If you decide to pick up this list; in general you want to play witchers and 5p or bellow bronzes in round one and then pass. The deck truly doesn’t care about having last say, it is much more invested in resource preservation. Although you do not sport combos like Yen + Blaze that Queen of Engines has, you do sport small combos like Ves + Seltkirk or Unicorn + Anna Strenger. As such, breaking up your own synergies in round one when you don’t have to can put you at a disadvantage round three. Generally speaking, it is okay to lose round one if you’re up a card so that the opponent is forced to risk a card if they want to execute a round two push. Some decks are exceptions to this; for example Eredin Slyzard is a deck that Meve is tasked with pushing round two. Try to familiarize yourself with what decks you have to push as a Midrange deck and be ready to concede round one in favor of a stronger round three if the opponent’s deck does not require you to push it.
Raw Power with Inherent Synergies
Difficult to push
Difficult to beat in a long round
Poor tall unit removal
Some hands can be awkward when missing pieces
Can be very reliant on Shupe Handbuff against other high power round three decks.
Meve’s place in the meta:
Meve is to NR what Crach is to SK. She provides what every NR deck wants without offering a strong combo finisher. Where as Henselt or Ada’s ability will help you on one specific turn; Meve aides you the entire game. She will never threaten a single large play like Foltest providing an ensured Ocvist Zeal; but in return she will help every drummer you play get that Ocvist online. She is much more subtle and as such provides an overall higher power over all three rounds.

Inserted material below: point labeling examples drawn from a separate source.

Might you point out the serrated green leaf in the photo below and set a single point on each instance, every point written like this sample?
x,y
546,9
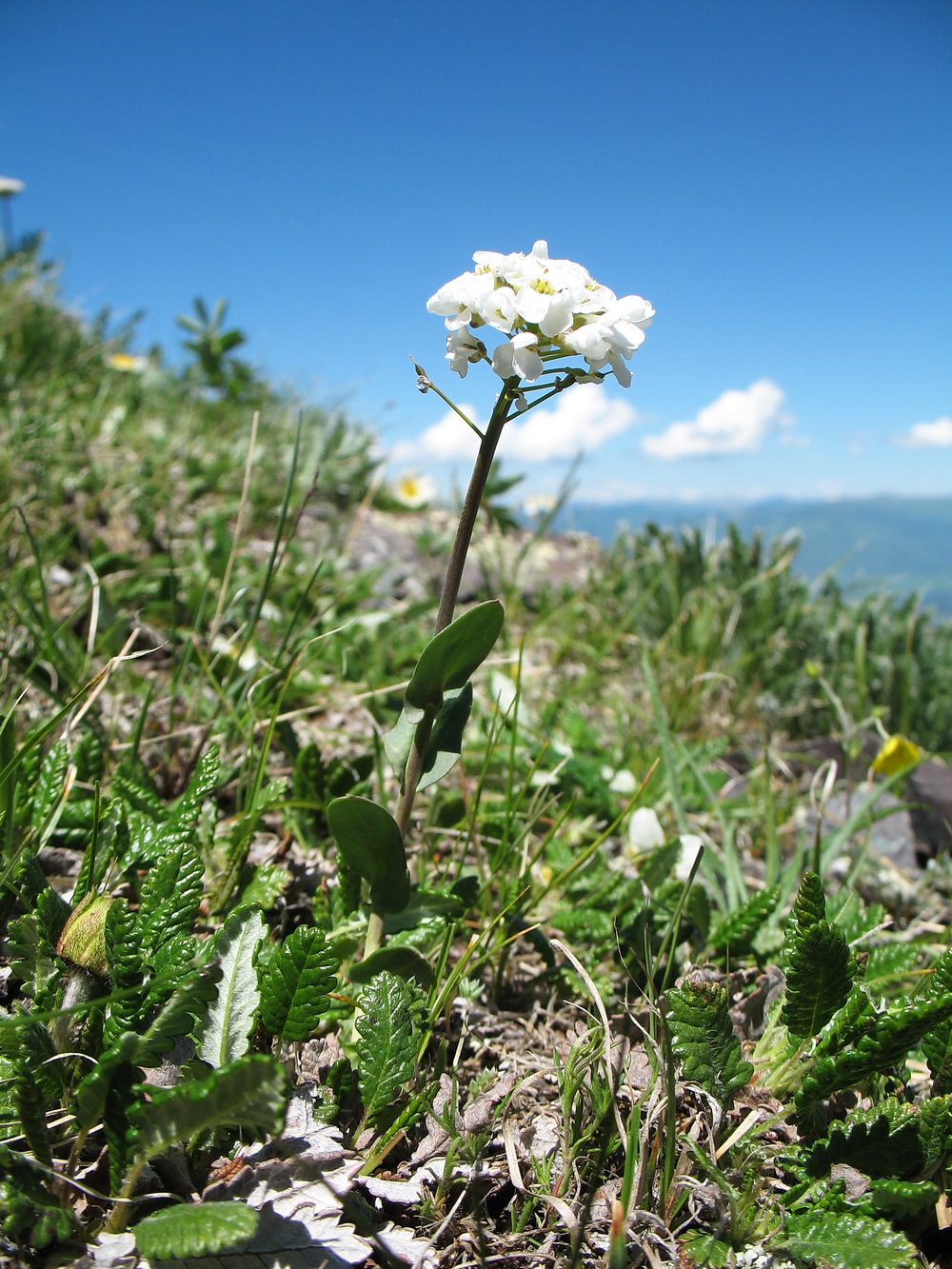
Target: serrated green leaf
x,y
200,787
170,896
369,841
23,1039
50,784
810,903
882,1141
402,961
89,1098
122,951
902,1200
449,658
249,1093
937,1043
196,1230
224,1033
936,1132
819,979
885,1043
296,983
387,1048
177,1017
32,957
30,1111
847,1241
262,884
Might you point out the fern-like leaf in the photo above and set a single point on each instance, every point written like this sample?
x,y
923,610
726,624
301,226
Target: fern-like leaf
x,y
704,1039
248,1093
50,784
297,980
883,1141
847,1241
937,1044
819,978
200,787
810,903
196,1230
170,896
936,1132
902,1200
847,1024
737,929
30,1109
25,1040
223,1035
177,1017
33,960
387,1048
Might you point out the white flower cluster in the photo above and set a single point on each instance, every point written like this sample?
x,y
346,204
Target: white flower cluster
x,y
548,308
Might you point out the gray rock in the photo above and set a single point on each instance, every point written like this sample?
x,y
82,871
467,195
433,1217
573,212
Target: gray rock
x,y
929,789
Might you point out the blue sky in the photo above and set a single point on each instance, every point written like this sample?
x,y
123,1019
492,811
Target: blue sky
x,y
776,178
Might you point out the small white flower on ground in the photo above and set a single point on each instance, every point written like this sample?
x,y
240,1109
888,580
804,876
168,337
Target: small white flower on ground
x,y
621,782
645,831
691,846
247,660
414,490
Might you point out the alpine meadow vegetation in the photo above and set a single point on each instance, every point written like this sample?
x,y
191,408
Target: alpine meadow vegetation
x,y
470,922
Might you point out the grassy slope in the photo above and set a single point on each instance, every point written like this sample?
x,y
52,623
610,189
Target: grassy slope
x,y
259,636
897,544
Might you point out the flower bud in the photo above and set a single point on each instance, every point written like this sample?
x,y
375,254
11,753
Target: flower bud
x,y
83,940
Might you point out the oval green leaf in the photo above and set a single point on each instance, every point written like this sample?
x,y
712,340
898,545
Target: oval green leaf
x,y
449,658
369,842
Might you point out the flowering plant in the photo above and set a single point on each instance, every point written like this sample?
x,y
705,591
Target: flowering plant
x,y
550,312
550,309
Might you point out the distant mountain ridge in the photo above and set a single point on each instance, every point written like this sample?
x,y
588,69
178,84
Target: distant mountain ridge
x,y
901,545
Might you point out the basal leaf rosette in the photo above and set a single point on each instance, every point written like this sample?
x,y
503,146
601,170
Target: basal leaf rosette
x,y
550,309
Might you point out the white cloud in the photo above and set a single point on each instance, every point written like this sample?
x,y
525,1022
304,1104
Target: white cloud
x,y
735,423
921,434
581,419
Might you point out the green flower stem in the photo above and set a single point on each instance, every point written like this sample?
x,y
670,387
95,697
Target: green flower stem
x,y
451,589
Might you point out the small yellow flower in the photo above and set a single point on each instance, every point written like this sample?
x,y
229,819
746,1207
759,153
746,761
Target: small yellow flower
x,y
414,490
895,755
129,362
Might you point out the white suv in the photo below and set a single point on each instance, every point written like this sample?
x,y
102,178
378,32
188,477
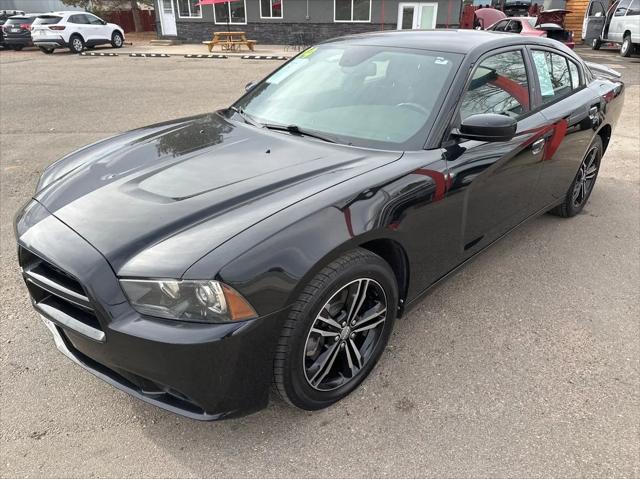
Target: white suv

Meve’s value comes from a 6 hitpoint botchling dodging an empowered Serrit and then later that same round she may earn an extra point off her hero ability boosting a Tridem. She represents the core Northern Realm principles at the cost of the raw single turn power that the other leaders brings. Well, except Demavan. In theory, a Dema engine deck should actually beat a Meve engine deck heads up simply because his leader ability is worth more points over an entire game if his engines live. However; in the current state of Northern Realms having your units survive is more important than helping them accrue more value when they do survive naturally.
In the eyes of the person writing this article; Meve is the Tier 1 Northern Realms leader. Both her Shupe Midrange and Engine Overload variants are fun yet powerful weapons to que up with on the gwent ladder.
Overall Rating of Queen Meve:
Design: 4/5 stars
From a design standpoint Meve is boring. She doesn’t really do anything cool on her own; however, the strength of her design is much more subtle than that. Meve allows you to play cards you could not otherwise play with on ladder because without her help the card would be too frail.
Power level: 5/5 stars
Meve brings a unique threat to the Northern Realms lineup and until a major patch changes the balance of power with removal or until a patch hits her provisions; she will be the tier one NR leader.